Google Books can sometimes be handy if you need to either locate a quote or find a reference in a section of a book you don't have access to. You can search for text in Google Books. It is a project that aims to digitise every book on the planet! However, it does not mean you can simple read a book online (which is not a good idea). Only portions of the book will be made available to you.
Google alerts is a facility offered by Google in which you can decide a search term, e.g. "classroom management" and tell Google to send you an email as frequently as daily if you wish for all of the times it finds a new mention of that term. Now obviously you'll need to be very careful with deciding the search terms or you will fill your mailbox with junk! You can always try out an alert and if it generates too much stuff it can always be deleted. I find that a key author's name, if it is not too common a name, is not a bad way to keep an eye on some parts of a field. You can find the alerts, other than if you use Google Scholar, under the Even More menu of Google.
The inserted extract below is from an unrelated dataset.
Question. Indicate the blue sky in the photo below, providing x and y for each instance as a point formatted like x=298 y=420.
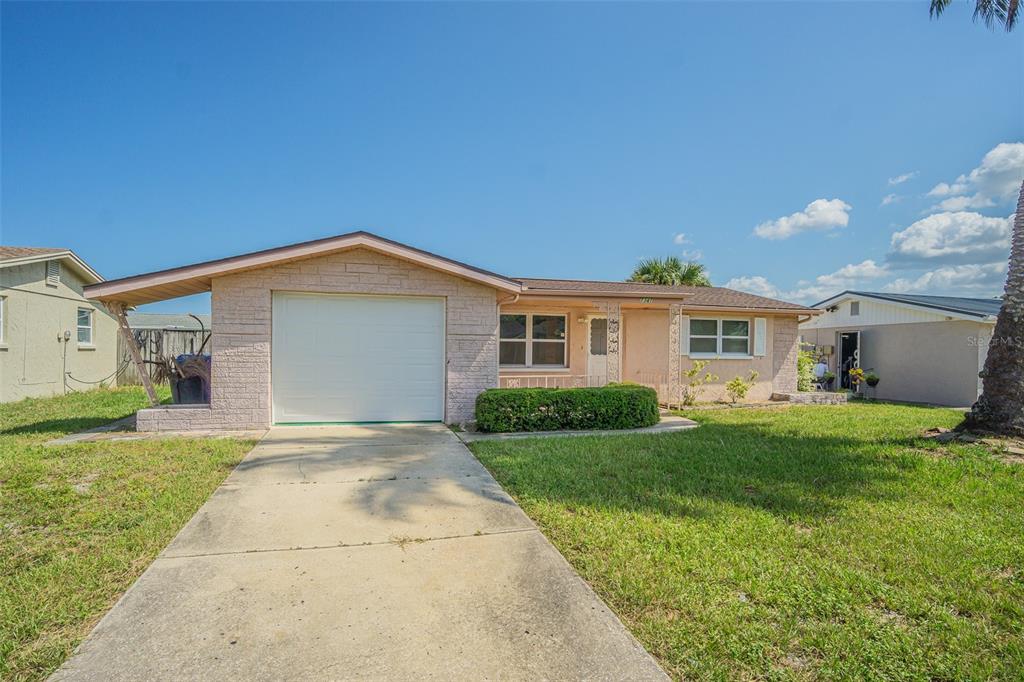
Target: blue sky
x=562 y=140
You can find this under the More menu of Google.
A blog which is short for web blog is a place where people or groups choose to write on areas of interest. There are blogs for almost everything you could possible imagine and then some. The reason for pointing to blogs and being able to search only blogs is that if you can find one or two blogs that are close to your area(s) of interest then they can often work out to be your very own unpaid research assistants, that is they will find stuff, report on a book or a conference or other blogs they come across that is related to their interests which are close to yours. You can waste your life reading these things so again, you have to be pretty ruthless in what you choose to keep an eye on. Some blogs offer an RRS (really simple syndication) feed which means you can access the blog posts, often in an abbreviated form using RSS reader software or your email (if it has that facility).
I know many research students who maintain blogs. You may locate one or two who have similar interests to your own and may be able to establish a relationship with them to share ideas, articles, or information.
Other Google stuff
Google Trends is also worth a look if your topic is one that is fairly topical. You can track over time the frequency in which a term is mentioned in searches, e.g. national curriculum. The best way to get an idea of what it does is to have a play.
Google ngram viewer is similar but draws on the data that Google has acquired by scanning most of the books on the planet. You can search for phrases and it will given you a mapping, over time, of the occurrence of the phrase in books. You can also compare phrases and the output provides linsk to google book searches for the phrase, i.e. you can go and look at particular books. For the adventurous, you can download the data about the phrase.
Google also provides free facilities for sharing such as blogger (for your own blog), docs, for sharing the writing of documents and so on. These are found under the even more menu.